Tesla has started its first European deployment of the Full Self-Driving (Supervised) software, marking a major milestone in a highly regulated market. The company released software update 2026.3.6 right after the Netherlands vehicle authority, RDW, granted formal type approval on April 10, 2026.
Later, Director of Autopilot Software Ashok Elluswamy confirmed the rollout on April 11, 2026, when Dutch owners began receiving the update. The deployment is starting as a “surgical” release that targets a small group of Early Access Program members, and these users have vehicles with AI4 (Hardware 4) technology. The HW3 update remains delayed for now.
Software upgrades and the new self-driving app
Now, the system runs on FSD version V14.2.2.5 and includes a complete rewrite of the AI compiler and runtime using a machine learning intermediate representation (MLIR) stack. This engineering change delivers a 20% faster reaction time for the car’s decision-making computers.
Next, European drivers get a unique “Self-Driving App” that acts as a mandatory onboarding system. Users must watch an instructional video and finish a safety quiz before they can turn on the software for the first time, confirming they know their legal responsibilities and the limits of the technology.
The interface features a redesigned start page with an exclusive “FSD Stats” dashboard for the region. The screen tracks the Self-Driving Percentage to measure how much driving the computer handles, and it monitors Daily Streaks to encourage regular use. Drivers can track their cumulative Monthly Distance under supervision.
Regulatory rules and European pricing
Before this launch, company records show the RDW approved the system after an 18-month testing phase that covered more than 1.6 million kilometers of real-world driving. The software manages steering, braking, and route guidance, but the agency classified the technology as Level 2 automation under UN R-171 rules. The driver stays legally responsible at all times and must be ready to take over instantly.
Cabin cameras use stricter continuous monitoring to check driver focus and attention to keep everyone safe on the road. And the system issues warnings or can disable itself temporarily if it detects the driver looking away from the wheel.
The software costs €99 per month for a subscription or between €7,500 and €7,800 to buy outright. Owners who already have Enhanced Autopilot get a reduced subscription rate of €49 per month. The update renames “Navigate on Autopilot” to “Navigate on Autosteer”, and it brings Active Road Noise Reduction alongside new “AI Computer” terminology.
Real-world performance and future expansion
Still, early Dutch testers report the software handles difficult city environments well, managing narrow streets and tram lines in Amsterdam and Arnhem. Some edge case problems persist, as the car occasionally gets confused at “double” traffic lights or hesitates around heavy bicycle traffic.
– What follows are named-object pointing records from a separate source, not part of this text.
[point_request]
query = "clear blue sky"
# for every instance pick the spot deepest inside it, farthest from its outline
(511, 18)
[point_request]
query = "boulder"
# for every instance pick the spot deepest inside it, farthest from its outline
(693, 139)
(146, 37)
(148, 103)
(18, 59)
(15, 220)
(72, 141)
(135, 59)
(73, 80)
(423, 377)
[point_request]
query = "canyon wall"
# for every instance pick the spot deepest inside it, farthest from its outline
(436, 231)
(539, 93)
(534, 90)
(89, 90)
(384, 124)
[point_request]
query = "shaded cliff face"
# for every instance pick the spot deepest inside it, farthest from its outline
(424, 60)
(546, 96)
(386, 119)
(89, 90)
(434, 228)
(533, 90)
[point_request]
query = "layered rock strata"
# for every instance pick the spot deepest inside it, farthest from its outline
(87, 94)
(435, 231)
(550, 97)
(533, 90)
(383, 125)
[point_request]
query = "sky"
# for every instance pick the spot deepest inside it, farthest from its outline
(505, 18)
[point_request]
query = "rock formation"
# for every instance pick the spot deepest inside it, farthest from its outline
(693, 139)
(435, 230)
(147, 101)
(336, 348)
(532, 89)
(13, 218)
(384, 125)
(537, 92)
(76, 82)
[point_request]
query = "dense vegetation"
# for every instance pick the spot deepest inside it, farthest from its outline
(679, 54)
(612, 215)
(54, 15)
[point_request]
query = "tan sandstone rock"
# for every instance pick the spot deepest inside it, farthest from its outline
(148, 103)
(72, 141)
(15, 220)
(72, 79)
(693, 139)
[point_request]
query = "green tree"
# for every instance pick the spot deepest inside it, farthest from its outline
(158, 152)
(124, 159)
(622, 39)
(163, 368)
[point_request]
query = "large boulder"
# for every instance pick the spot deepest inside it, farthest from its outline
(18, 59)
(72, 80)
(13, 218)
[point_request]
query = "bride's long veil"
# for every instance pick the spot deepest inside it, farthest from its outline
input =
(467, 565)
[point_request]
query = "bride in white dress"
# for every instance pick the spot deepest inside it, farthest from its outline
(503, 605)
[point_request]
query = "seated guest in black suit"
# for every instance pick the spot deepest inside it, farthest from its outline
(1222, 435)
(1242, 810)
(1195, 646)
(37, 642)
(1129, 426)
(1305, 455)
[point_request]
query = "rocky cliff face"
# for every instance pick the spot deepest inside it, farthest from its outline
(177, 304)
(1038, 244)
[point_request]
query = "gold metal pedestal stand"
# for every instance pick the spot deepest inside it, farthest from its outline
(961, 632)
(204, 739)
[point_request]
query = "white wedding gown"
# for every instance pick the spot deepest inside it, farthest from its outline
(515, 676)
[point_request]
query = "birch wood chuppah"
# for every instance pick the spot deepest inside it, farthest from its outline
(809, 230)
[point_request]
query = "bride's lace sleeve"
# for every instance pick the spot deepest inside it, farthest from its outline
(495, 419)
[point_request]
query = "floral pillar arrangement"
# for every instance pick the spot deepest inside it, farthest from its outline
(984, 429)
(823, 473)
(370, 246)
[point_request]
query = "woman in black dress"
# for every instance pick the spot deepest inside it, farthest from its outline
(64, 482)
But the European version drives much more conservatively than the North American software and lacks aggressive profiles like the “Mad Max” mode by default. Regulators demanded this restraint, so the vehicle errs on the side of safety in dense transit areas.
Today, the RDW type approval holds “provisional validity” across the European Union. Soon, other countries like Belgium, Germany, and France are expected to accept the Dutch decision nationally. Tesla plans to achieve full harmonization across all 27 member states by the summer of 2026, replacing the current mix of national rules with one unified standard.